The Story
Why it exists.
The beginning
Michele Bianchi named Jantar' after the Russian word for amber, yantar, and drew inspiration from a very specific cultural obsession. In Imperial Russia, amber was more than a material. It was a statement. Amber was used in huge quantity to decorate the Oriental Room of Catherine Palace, floor-to-ceiling panels of golden resin that captured the light and held warmth in a way few materials could. When Bianchi encountered this tradition, he found it remarkable: a devotion to amber that went beyond aesthetics, touching something deeper in Russian culture. He wanted to bottle that feeling, to translate into scent the warmth and translucence of resin, its almost archaeological weight in the collective imagination.

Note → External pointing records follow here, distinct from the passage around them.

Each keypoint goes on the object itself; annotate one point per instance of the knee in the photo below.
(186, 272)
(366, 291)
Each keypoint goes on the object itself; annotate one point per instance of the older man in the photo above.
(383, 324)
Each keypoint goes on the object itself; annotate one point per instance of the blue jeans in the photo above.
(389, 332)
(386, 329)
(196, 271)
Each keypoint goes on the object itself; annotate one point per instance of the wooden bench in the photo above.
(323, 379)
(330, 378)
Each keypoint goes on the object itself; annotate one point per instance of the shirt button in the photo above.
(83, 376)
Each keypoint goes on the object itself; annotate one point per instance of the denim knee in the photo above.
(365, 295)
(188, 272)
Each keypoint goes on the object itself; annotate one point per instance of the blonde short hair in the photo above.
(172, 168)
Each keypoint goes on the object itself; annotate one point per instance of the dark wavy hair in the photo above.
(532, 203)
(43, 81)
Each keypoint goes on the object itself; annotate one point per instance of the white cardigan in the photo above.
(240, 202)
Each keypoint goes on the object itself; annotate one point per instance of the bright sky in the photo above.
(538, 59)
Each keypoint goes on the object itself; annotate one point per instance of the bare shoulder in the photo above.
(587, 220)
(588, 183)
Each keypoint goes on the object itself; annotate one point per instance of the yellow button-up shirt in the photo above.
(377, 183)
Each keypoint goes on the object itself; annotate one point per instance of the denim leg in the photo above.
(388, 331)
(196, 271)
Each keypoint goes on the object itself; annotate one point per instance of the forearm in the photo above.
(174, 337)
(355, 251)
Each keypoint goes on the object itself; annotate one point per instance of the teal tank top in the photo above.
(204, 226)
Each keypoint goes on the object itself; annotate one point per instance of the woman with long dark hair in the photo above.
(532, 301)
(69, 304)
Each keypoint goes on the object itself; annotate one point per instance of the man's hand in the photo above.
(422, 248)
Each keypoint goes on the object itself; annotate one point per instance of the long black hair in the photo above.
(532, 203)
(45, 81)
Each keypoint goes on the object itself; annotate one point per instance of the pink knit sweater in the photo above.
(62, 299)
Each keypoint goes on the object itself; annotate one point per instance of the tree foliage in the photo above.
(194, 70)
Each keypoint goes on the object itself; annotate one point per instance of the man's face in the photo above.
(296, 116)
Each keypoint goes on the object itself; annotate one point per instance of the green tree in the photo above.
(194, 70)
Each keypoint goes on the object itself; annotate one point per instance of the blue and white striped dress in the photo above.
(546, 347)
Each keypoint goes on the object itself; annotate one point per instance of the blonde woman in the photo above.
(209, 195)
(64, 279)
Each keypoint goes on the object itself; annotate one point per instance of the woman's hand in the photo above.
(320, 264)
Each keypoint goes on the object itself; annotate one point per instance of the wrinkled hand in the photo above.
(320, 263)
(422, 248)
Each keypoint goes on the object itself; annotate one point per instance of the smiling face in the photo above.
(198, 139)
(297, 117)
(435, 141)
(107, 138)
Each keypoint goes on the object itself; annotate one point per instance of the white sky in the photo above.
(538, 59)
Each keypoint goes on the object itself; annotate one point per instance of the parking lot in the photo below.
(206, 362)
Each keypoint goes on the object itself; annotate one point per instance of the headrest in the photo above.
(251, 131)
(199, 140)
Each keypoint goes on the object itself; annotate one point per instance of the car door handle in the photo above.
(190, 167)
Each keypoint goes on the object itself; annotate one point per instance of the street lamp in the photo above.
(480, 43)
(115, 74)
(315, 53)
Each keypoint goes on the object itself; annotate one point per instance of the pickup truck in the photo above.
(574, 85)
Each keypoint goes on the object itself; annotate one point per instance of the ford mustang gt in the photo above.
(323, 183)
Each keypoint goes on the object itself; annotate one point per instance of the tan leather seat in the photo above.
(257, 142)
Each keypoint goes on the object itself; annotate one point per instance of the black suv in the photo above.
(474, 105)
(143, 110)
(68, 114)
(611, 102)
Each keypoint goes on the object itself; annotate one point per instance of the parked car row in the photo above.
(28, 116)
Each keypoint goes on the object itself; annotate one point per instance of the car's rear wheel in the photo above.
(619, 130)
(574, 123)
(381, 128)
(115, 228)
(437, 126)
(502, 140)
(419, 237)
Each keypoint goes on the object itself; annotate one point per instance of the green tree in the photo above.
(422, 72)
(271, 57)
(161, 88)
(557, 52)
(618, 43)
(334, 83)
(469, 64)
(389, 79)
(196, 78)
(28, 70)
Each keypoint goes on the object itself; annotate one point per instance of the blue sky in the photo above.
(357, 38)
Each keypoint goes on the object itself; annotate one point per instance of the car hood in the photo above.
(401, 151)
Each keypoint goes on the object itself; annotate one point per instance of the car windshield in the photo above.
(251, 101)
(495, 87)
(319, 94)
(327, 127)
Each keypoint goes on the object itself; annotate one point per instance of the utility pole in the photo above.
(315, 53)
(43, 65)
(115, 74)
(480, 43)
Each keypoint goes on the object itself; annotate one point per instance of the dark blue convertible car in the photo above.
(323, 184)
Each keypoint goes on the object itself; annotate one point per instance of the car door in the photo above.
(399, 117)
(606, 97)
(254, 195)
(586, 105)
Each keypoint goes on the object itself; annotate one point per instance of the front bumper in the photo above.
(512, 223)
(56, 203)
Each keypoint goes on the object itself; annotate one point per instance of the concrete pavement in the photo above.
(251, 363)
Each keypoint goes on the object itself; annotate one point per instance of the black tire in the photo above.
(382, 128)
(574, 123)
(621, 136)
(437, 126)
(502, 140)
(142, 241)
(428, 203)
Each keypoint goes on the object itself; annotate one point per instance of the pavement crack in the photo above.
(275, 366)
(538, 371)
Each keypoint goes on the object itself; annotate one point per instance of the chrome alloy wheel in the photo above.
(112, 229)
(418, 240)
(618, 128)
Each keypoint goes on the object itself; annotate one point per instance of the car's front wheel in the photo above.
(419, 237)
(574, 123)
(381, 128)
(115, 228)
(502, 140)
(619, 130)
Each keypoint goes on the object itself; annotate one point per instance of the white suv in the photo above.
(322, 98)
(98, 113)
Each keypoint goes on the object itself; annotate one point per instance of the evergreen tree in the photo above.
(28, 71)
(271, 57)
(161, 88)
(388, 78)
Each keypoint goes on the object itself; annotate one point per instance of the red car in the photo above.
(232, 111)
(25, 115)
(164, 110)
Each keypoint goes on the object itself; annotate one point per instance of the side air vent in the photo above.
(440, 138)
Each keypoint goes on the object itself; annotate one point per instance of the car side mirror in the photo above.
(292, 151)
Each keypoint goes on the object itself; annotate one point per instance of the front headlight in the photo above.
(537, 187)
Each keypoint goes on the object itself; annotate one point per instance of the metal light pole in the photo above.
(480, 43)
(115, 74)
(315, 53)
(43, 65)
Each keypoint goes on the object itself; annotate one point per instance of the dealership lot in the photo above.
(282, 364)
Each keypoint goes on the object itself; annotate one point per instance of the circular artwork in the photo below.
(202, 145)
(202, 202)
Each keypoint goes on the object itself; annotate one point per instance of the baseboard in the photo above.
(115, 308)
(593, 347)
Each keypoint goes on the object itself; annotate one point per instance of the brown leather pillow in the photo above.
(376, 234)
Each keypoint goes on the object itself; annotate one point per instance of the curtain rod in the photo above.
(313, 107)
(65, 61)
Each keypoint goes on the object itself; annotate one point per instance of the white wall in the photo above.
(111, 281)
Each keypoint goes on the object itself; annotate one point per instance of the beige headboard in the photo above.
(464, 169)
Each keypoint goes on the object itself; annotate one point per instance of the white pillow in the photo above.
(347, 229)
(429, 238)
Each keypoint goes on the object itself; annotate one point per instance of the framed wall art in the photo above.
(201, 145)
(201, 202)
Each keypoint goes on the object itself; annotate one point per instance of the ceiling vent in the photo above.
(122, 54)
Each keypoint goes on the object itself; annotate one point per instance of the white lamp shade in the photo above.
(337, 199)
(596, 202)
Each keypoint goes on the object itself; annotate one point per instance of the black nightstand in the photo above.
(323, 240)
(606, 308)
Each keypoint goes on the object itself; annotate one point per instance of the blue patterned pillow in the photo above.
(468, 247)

The composition leans classical in the best sense, not by repeating old formulas, but by treating amber as the structural foundation rather than a finishing note. Labdanum and tolu balsam amplify the resinous quality until the amber reads almost like a material object, something you can almost touch. Vanilla doesn't try to dominate. It softens. White chocolate and the fruit notes, cherry, strawberry, arrive in sequence, adding sweetness that never turns gourmand. Tobacco and jasmine create the tension that keeps it interesting: a slight edge beneath the comfort. The real achievement is the powdery drydown, where white musk and amberwood hold on the skin long after the sweeter notes fade.
The evolution
The opening announces amber immediately, warm resin rolling onto skin like late afternoon light. Within minutes, cherry and strawberry arrive, slightly tart, slightly sweet, their fruity brightness cutting through the resinous foundation. The white chocolate follows, softening everything, creating a creamy counterpoint to the deeper notes. The heart belongs to vanilla and tobacco, a creamy smoke that develops over the first hour, gaining presence as the fruity top notes begin to settle. Jasmine appears quietly, threading through the vanilla rather than competing with it, adding a delicate floral dimension that lifts the composition. As the fragrance develops, labdanum takes over, pushing the composition toward something deeper and more resinous, more contemplative. The drydown is powder and warmth, white musk and amberwood holding on skin well beyond average longevity.
Cultural impact
Jantar' draws from Russian amber traditions, where 'jantar' itself means amber in Slavic languages, directly referencing a material that has held cultural significance across Eastern Europe. Michele Bianchi channels Italian perfumery techniques into this composition, creating a bridge between Western craftsmanship and Eastern European sensory preferences. The name itself connects to a rich heritage of amber appreciation in Russian culture, where the material was used to create extraordinary works like those found in the Catherine Palace.